We’re on the plane and there’s turbulence. I hate turbulence so I’m squeezing his freckled, red-haired leg. Squeezing it hard. Getting my short, bitten-off fingernails in there, too. He doesn’t flinch. He just takes his big, beefy hand and covers mine with it. 

I am lucky to get what I need. This type of unflinching love.

I get the whole of him when I’m frustrated or sad. Or feeling bad about myself. Or scared.

Hairy like a bear, covering me, making all of me feel warm and safe. Protected.

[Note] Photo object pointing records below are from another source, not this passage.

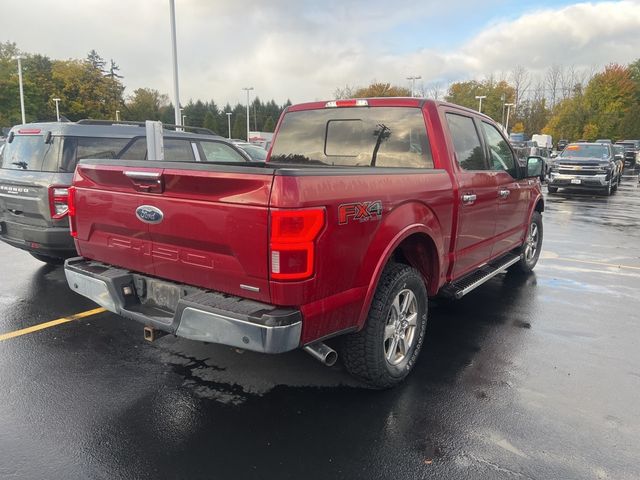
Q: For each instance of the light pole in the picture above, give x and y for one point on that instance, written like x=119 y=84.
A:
x=413 y=82
x=57 y=100
x=174 y=57
x=247 y=90
x=19 y=58
x=508 y=105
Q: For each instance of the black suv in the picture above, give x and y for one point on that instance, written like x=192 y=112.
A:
x=586 y=166
x=631 y=151
x=37 y=165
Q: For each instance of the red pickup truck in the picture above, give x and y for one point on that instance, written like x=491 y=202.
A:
x=363 y=210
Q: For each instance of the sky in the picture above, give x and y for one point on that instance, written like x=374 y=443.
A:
x=303 y=50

I had cancer once. A few years ago. I don’t have it anymore. But when I did, and I was going through treatment that made me lose my hair and part of my right breast, he was my human blanket. My blanket that not only kept me warm but nourished me with whatever my chemo filled body craved. Little turkey meatballs, plain pieces of chicken dipped in barbecue sauce, mango smoothies.

After the breast cancer was diagnosed, and my year-long chemo had started, I asked him what his biggest fear had been. His biggest fear in the space between diagnosis and what the immediate future held.

It was that I would die.

I was 50 years old and we had been married for almost 10 years. A second marriage for both of us that we knew we had gotten right.

I think about his answer. I think about him being scared. I think about the aloneness he must have felt in not wanting to burden me with his fear. And my heart breaks.

My hands aren’t big and beefy. And I am much smaller than him in stature. But he knows now that my love is unflinching too.